Could you please put a list of unsupported features? Otherwise we are testing for it, and we want the users to be told in the release documents.
I'm sorry that sounds a bit vague. We need to bound our support, otherwise we might be expected to support it. In any case, to not make a mountain out of a molehill we will write up tests, and based on those we can draft our release notes specifying the support we will provide for 0.5.
Limitations:
- Any features not exposed by BMI API's (existing dev branch) are not supported.
- Concurrent execution of BMI operations is not supported.
- BMI services needs to be deployed as "root" user.
- RHEL 7.2 based deployment is only supported.
- Default dnsmasq for RHEL 7.2 (version 2.66)
- iPXE for github master branch (https://github.com/ipxe/ipxe - commit id 356f6c1b64d7a97746d1816cef8ca22bdd8d0b5d)
- Only TGT iSCSI software supported - (github master branch of tgt - https://github.com/fujita/tgt - commit id 3c8c9e96b82d87a334b1d340fa29218b7b94f26d)
- Ceph client version 0.94.9-9 (and any compatible corresponding ceph backend)
@naved001 - can you add the HIL version number running in Enagage1 and NEU here.
How should we address the issue of recovery from crashes, failures and/or network partitions? As an example, if the sqlite database gets corrupted should we mention that rollbacks to ceph would need to be performed manually by the user? Is there a procedure of how they can recognize the snapshots and clones performed in their most recent session? Ideally the log can be used for reaching consistency.
- The current users will either be BMI team members or close collaborators (using/deploying BMI under the supervision of BMI team members). Any failure recovery is supposed to be done manually with the help of BMI team members.
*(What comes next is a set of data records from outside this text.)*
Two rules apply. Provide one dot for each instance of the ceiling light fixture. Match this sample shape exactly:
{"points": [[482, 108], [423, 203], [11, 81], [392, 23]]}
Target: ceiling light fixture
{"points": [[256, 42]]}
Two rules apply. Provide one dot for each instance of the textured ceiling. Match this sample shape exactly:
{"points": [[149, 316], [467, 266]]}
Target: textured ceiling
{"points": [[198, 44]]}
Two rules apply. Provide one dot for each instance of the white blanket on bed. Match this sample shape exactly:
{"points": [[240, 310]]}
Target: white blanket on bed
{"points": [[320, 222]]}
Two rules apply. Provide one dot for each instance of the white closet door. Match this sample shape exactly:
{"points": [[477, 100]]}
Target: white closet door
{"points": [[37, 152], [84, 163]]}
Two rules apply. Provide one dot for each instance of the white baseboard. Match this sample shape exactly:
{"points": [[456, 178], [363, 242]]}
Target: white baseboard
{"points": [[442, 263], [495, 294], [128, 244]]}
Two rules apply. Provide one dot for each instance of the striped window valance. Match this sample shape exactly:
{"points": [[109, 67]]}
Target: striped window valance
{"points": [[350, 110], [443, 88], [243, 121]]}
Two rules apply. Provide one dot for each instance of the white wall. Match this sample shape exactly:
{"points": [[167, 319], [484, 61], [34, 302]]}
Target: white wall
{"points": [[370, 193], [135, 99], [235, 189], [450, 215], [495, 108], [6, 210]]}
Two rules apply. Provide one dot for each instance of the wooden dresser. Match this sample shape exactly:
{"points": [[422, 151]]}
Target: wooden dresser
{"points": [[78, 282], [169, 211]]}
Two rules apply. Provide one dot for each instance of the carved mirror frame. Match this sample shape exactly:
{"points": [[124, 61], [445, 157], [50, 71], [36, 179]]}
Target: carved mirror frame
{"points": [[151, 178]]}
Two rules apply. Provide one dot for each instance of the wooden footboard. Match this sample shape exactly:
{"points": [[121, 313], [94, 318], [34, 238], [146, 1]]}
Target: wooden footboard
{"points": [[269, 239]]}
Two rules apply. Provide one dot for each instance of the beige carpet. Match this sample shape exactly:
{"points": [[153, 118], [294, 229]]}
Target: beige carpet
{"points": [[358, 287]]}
- Once BMI will be redesigned (and is ready for public use), the users would either be using a publically available BMI service maintained by the BMI/MOC team or a private BMI service maintained by the user itself. So fault tolerance should be handled by the owner of the service.
- From what I understand, as code developers, we should be responsible for scalability, fault tolerance and high availability of BMI core components (Picasso, Einstien and DB) and not the "plugin components" that it will use (data store, network isolator, auth server etc. - provided by the BMI service owner). (Open to comments/suggestions - This is an important topic for discussion. We should open/start a separate discussion thread for it.)
@apoorvemohan the "root" user is not a limitation anymore.